- Mount Pinchot Location within Oklahoma

Highest point
- Elevation: 2,476 ft (755 m)
- Coordinates: 34°47′58″N 98°46′21″W﻿ / ﻿34.79944°N 98.77250°W

Geography
- Location: Comanche County, Oklahoma, U.S.
- Parent range: Wichita Mountains
- Topo map: USGS

Geology
- Rock age: Cambrian Period
- Mountain type: Igneous

= Mount Pinchot (Oklahoma) =

Mountain in Oklahoma, United States

Mount Pinchot is a peak in the Wichita Mountains Wildlife Refuge of Southwest Oklahoma. It is located toward the western edge of the WMWR. The US Fish and Wildlife Service is responsible for the maintenance of the area. Mount Pinchot is located within the Wildlife Refuge's Special Use Area and is closed to the public. Special wildlife viewing tours are offered by the Refuge which take participants very near the base of the mountain. Mount Pinchot was named in honor of Gifford Pinchot who served as the first Chief of the United States Forest Service.

Sources differ as to Pinchot's exact height, and whether it is the tallest in the Refuge. The Oklahoma Historical Society states flatly that Mount Scott is the tallest in the Refuge at 2,464’ above sea level, followed by Pinchot at 2,461’. The United States Geological Survey (USGS) page on Pinchot agrees with the 2,461’ figure. However, the website PeakVisor lists Pinchot as the tallest in the Refuge at 2,467’, conceding only that since Pinchot is closed to the public, Scott at 2,464’ is the highest accessible peak. The website PeakBagger, while listing Scott as 2464.76’, goes so far as to give Pinchot's height as 2476.48’. So Pinchot is between 2,461’ and 2,476.48’, and is one of the two tallest mountains in the Refuge, if not the very tallest.

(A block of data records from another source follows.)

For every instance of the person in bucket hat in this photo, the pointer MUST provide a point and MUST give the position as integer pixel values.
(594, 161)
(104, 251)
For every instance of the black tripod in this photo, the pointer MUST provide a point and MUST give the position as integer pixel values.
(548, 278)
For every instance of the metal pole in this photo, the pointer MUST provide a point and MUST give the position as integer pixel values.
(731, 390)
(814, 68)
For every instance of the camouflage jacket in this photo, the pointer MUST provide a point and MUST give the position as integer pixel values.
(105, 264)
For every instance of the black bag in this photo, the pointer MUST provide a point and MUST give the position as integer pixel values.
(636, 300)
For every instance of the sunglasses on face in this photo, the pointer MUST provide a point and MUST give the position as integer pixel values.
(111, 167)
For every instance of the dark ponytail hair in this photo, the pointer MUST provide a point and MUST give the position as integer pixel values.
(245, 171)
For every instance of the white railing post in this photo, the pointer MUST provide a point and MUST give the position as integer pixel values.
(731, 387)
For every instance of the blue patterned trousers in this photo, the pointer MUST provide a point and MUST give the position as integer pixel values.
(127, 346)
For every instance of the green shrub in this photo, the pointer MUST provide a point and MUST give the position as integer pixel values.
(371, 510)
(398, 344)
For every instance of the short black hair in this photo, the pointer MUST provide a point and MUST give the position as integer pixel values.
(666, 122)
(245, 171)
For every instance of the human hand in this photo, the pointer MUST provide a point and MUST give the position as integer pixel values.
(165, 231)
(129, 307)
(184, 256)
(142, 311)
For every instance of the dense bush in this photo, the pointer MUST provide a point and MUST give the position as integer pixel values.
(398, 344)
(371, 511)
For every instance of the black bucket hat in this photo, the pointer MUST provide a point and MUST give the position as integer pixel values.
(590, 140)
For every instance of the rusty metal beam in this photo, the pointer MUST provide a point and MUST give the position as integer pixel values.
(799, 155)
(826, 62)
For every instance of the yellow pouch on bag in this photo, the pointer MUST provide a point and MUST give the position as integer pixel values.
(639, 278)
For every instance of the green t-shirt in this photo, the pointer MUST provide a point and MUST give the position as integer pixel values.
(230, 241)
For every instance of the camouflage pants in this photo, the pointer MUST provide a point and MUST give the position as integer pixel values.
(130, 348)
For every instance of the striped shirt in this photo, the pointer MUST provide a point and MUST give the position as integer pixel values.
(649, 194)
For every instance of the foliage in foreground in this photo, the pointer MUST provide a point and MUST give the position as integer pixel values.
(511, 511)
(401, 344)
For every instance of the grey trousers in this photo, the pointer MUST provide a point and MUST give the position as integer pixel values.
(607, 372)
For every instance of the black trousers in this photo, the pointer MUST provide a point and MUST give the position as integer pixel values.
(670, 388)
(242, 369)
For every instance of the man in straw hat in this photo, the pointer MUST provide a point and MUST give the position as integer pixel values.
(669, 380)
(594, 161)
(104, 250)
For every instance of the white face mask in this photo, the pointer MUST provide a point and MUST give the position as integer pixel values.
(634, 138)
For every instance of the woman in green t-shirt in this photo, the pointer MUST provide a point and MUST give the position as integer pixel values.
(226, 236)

The highest peak in the Wichita Mountains (including areas outside the Refuge) is the officially-unnamed but sometimes called Haley Peak, at 2,481 ft (756 m). It is located on private property just outside the NW corner of the Refuge. [Haley Peak Elevation information from records stored at USGS/NSDI Standards Team/NGTOC III/Mid-Continent Mapping Center/Rolla MO.]